Change the SELinux Context of a File using chcon Command
Initial SELinux Context
Typically, the SELinux context of a file's parent directory determines its initial SELinux context.
The context of the parent directory is assigned to the newly created file. This works for commands like vim, cp, and touch. However, if a file is created elsewhere and the permissions are preserved, the original SELinux context will be unchanged.

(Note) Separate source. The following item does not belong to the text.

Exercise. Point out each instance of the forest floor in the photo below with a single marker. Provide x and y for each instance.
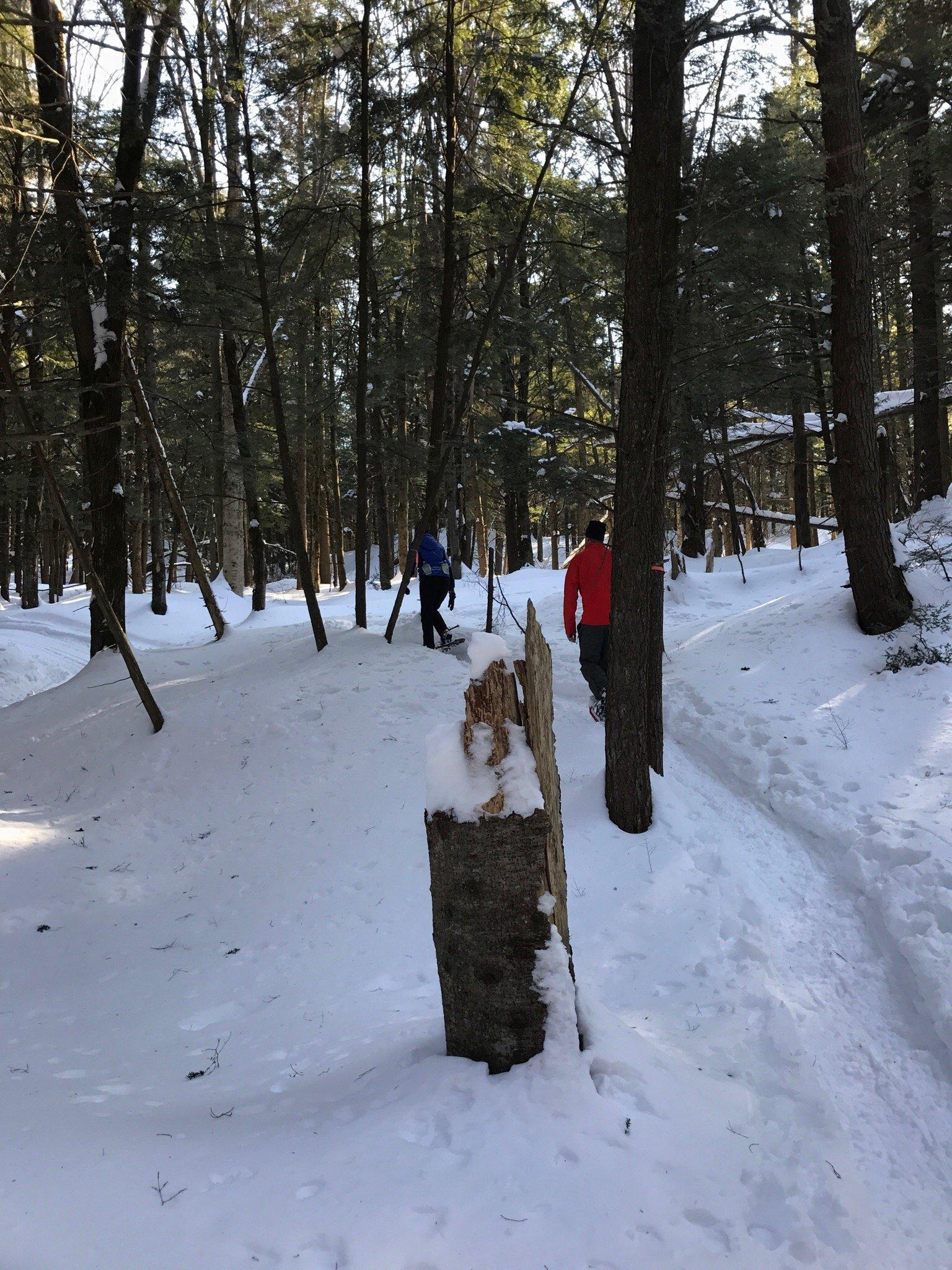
(763, 977)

Following command is used to check SELinux Context of a file.
ls -Zd /var/www/html
Changing the SELinux context of a file
There are two commands that are used to change the SELinux context of files: chcon and restorecon. The chcon command changes the context of the file to the context specified as an argument to the command. Often the -t option is used to specify only the type component of the context.
Now we will see the example:
[root@serverX]# mkdir /example
[root@serverX]# ls -Zd /example
drwxr -xr-x, root root unconfirned_u:object_r:default_t:s0 /example
[root@serverX]# chcon -t httpd_sys_context_t /example
[root@serverX]# ls -Zd /example
drwxr -xr-x. root root unconfined_u:object_r:httpd_sys_content_t:s0 /example
[root@serverX]# restorecon -v /example
restorecon reset /example context unconfined_u:object_r:httpd_sys_content_t:s0 -> unconfined_u:object_r:default_t:s0
[root@serverX]# ls -Zd /example
drwxr -xr-x. root root unconfined_u:object_r:default_t:s0 /example
restorecon applies the context defined by the SELinux policy to files and directories.
chcon command can change the SELinux context files, it shouldn't be used because the change my not persist.